Project Cappuccino: Clutches, Oil Leaks, and Kei Car Oddities
Cappuccino Rear Main Seal & Oil Pan
We noticed the oil pan was still weeping, so even though we only did this 1000 miles ago, we’re forced to re-seal the pan again.
Gasket Cutter
We used a gasket-cutting tool to cut through the old RTV and remove the oil pan. The rear main seal sits in its own housing that is removed with a couple of bolts.  This is the correct tool for breaking seals: it’s essentially a razor blade welded to a block of steel so you can whack it with a hammer.  When used correctly, it does not bend the flange of the oil pan.
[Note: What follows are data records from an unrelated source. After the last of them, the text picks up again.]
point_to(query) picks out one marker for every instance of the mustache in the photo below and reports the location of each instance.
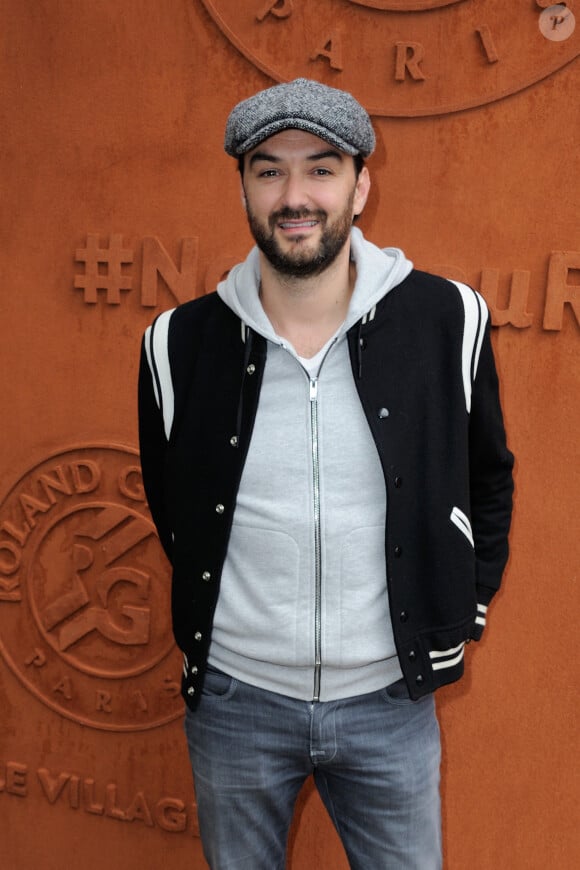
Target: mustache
(292, 214)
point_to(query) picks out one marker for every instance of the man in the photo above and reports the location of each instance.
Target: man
(325, 461)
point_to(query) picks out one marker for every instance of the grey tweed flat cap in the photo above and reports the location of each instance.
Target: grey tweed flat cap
(303, 104)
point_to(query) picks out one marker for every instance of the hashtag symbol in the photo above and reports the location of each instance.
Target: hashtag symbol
(103, 269)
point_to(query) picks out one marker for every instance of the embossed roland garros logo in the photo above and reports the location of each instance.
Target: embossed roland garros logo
(84, 592)
(401, 58)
Worn Cappuccino Rear Main Seal
The old rear main seal was showing some scoring and burnishing on the wear face. It’s not leaking yet but based on what we’re seeing here it was getting mighty close.
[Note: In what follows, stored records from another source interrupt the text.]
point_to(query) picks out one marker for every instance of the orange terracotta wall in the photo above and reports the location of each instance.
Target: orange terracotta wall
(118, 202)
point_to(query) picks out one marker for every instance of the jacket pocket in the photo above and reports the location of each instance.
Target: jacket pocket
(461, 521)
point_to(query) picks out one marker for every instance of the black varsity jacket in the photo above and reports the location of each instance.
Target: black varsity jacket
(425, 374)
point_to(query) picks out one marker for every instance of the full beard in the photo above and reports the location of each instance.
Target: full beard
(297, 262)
Cappuccino Rear Main Seal & Gasket
We purchased a brand new main seal and gasket from MegaZip. They stock all sorts of NOS (New Old Stock) parts and have a nice inventory of Cappuccino parts.
New Cappuccino Rear Main Seal
We gave the housing a quick clean, then pressed in the new rear main seal.
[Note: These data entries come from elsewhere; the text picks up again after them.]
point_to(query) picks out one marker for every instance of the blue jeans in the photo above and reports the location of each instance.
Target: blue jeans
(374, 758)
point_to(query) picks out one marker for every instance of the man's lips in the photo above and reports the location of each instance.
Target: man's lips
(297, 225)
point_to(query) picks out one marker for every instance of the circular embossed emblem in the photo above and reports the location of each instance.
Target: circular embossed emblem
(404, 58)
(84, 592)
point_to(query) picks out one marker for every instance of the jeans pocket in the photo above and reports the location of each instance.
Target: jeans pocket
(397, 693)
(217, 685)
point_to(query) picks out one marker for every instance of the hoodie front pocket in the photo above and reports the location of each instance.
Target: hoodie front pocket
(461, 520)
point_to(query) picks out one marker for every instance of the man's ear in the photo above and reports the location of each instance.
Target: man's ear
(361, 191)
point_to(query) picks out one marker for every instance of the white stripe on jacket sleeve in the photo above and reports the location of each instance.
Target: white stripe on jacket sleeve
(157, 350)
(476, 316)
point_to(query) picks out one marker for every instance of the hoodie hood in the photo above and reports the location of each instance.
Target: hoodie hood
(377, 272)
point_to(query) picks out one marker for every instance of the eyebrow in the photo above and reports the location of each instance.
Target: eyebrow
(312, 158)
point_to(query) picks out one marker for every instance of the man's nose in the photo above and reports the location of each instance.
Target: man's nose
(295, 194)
Cappuccino Rear Main Seal Gasket Trimming
The new gasket was about ¼” too long for our housing. We secured the gasket with the alignment dowels, then sliced off the excess with a razor blade and reinstalled the housing onto the engine block.

3 comments

  1. I love how tiny everything is.
    FYI the oversize gasket is meant to be cut off after installation, just before applying sealant.

    1. There were two different layers of silicone when I went in there 2 years ago and I reeeeeeeeallly didn’t want to be removing the entire transmission a third time! It may be small but it’s a PITA!